A farmer, celebrated for winning the Best Extension Volunteer award in 2013 at the Farmer’s Day in New Juaben North, Abigail Ghama, later received the She Innovates Award from Agrihouse Foundation in the Eastern Region in July 2023 at Agrihouse Foundation’s Gold in the Soil Awards, highlighted the challenges faced by cassava farmers.

She emphasised the difficulty of using traditional tools like cutlasses and hoes due to the lack of modern machinery for planting.

Adding her voice, the Managing Director of Lexzee Agro processing Limited, Ivy Edith Opare Yeboah, highlighting the significance of cassava, noted that it constituted approximately 80 per cent of the food consumed in Ghana.

Despite its vital role, Ms Yeboah encountered challenges in accessing raw materials and strongly urged the government to establish robust market linkages with the cassava sector.

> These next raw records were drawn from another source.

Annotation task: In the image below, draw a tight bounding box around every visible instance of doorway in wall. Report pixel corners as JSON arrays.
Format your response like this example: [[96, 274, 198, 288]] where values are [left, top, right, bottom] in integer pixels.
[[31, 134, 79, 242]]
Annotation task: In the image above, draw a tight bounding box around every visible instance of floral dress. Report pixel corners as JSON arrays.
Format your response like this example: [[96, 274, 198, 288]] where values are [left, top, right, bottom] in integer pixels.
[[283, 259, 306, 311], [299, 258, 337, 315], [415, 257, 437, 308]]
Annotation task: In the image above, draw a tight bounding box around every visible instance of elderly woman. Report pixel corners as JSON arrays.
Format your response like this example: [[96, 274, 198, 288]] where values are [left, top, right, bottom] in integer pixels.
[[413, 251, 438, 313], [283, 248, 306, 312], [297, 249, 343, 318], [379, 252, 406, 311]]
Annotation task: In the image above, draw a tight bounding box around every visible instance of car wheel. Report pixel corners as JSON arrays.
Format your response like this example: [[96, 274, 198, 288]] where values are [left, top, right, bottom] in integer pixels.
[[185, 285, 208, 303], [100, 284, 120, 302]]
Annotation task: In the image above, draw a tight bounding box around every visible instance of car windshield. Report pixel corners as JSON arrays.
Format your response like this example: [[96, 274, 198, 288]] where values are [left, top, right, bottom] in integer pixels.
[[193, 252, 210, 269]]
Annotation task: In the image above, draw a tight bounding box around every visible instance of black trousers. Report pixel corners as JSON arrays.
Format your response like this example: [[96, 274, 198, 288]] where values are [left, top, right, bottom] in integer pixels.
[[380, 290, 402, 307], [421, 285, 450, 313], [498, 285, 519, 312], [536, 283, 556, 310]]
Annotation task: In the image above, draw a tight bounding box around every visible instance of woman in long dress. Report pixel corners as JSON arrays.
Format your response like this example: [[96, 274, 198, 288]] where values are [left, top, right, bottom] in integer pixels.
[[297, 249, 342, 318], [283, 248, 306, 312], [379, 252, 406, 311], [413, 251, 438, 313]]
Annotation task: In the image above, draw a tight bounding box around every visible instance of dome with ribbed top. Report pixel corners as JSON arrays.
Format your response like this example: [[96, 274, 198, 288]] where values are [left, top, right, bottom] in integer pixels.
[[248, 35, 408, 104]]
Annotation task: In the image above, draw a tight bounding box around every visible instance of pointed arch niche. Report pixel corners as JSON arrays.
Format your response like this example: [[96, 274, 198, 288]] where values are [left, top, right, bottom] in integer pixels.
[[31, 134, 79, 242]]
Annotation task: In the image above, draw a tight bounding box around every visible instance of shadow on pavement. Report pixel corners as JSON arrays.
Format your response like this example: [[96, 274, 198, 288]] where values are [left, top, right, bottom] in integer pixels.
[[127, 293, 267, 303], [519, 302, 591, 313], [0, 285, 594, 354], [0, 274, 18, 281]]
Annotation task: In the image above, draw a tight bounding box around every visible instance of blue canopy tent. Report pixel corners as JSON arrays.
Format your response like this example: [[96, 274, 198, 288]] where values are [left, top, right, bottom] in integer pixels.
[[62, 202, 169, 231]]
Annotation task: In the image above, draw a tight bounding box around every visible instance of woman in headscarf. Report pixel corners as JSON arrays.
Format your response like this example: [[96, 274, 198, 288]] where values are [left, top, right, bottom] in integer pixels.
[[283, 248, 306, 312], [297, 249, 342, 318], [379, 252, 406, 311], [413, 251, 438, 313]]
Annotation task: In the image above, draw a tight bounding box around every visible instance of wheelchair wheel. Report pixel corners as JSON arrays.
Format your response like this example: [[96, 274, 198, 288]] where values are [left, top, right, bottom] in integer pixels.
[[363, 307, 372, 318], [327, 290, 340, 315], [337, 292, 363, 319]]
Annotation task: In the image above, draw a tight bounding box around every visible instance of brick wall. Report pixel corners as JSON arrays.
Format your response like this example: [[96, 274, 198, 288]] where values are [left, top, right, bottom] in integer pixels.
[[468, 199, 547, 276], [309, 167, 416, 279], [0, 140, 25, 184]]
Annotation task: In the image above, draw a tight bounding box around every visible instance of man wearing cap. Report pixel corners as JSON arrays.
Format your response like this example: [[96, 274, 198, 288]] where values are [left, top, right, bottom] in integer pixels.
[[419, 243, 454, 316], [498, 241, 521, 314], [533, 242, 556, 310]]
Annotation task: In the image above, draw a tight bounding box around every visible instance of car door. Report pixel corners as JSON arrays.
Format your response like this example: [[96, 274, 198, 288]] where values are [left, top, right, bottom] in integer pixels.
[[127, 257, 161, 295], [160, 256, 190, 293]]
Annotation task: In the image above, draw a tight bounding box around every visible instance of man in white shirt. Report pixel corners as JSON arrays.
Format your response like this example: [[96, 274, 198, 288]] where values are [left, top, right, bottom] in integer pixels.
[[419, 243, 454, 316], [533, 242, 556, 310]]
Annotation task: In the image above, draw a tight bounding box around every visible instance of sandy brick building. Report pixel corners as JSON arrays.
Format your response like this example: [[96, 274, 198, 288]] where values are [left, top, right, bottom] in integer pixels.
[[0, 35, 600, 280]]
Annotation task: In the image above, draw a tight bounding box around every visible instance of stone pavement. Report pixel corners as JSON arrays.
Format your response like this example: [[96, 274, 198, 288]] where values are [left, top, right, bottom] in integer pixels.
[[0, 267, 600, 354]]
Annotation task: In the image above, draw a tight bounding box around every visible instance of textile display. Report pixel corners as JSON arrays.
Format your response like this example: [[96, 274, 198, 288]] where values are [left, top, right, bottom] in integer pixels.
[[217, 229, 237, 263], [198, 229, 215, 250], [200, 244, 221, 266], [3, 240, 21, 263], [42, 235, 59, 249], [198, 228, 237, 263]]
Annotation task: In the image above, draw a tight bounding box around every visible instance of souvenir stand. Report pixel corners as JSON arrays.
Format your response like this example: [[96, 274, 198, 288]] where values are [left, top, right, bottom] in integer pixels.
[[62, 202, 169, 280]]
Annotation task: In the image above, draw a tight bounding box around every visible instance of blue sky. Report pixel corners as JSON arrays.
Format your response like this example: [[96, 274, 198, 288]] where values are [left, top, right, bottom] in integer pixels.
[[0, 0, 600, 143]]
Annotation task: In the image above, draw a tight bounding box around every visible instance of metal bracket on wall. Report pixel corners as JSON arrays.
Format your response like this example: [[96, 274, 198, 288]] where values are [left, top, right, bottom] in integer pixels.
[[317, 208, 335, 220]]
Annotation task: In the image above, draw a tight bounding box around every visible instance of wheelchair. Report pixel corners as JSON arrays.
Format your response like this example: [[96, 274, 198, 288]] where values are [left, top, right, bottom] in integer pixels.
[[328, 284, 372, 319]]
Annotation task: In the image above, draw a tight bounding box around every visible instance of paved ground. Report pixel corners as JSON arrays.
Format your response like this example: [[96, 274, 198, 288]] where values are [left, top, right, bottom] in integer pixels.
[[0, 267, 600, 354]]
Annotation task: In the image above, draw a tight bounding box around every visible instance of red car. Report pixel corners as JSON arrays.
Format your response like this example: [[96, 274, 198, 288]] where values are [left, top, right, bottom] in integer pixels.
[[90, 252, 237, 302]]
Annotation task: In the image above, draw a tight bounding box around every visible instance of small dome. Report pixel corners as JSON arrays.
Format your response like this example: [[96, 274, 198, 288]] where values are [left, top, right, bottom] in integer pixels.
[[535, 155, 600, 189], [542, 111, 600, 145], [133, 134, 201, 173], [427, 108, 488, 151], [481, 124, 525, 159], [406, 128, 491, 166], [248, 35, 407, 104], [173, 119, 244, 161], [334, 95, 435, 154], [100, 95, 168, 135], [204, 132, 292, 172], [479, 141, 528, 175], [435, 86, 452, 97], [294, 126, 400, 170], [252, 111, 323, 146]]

In her perspective, the cassava sector held immense untapped potential, yet both the government and Ghanaians were not fully capitalizing on it, emphasising that with proper support and strategic initiatives, the cassava sector could significantly contribute to the country’s food security and economic development.

It is in the light of this that Agrihouse Foundation, is resolutely dedicated to exploring further and using the knowledge to contribute to instigating change.

Driven by a vision infused with passion and an unwavering belief in the transformative capabilities of cassava, she underscores the vital necessity for collaborative endeavors.

The government, private sector, and agricultural stakeholders must unite in implementing sustainable policies and initiatives. 

For Agrihouse Foundation, the extends to a future where cassava not only thrives as a pivotal economic contributor in Ghana but also uplifts the nation’s agricultural panorama to unprecedented levels of prosperity.

“We aspire to witness a future where cassava not only emerges as a crucial economic force in Ghana but also stands as a beacon of prosperity for farmers; our women, youth, etc. 

“We also aspire to witness a time where we have all the needed innovations, technology, appropriate and affordable machinery, equipment, and input that would build speed and efficiency,” she said.

The desire to witness a period where the knowledge gap will be bridged and young women farmers, mothers, youth, beginners, and family farmers appreciate, understand, and learn more about how they can grow their cassava enterprises, through value addition, is the wish of all in the sector and those who know more about the crop.

The utmost desire of players in the industry has been to get to a stage where all equipment, input, logistics, etc, will not only be for a select connected group but will be accessible and affordable to all.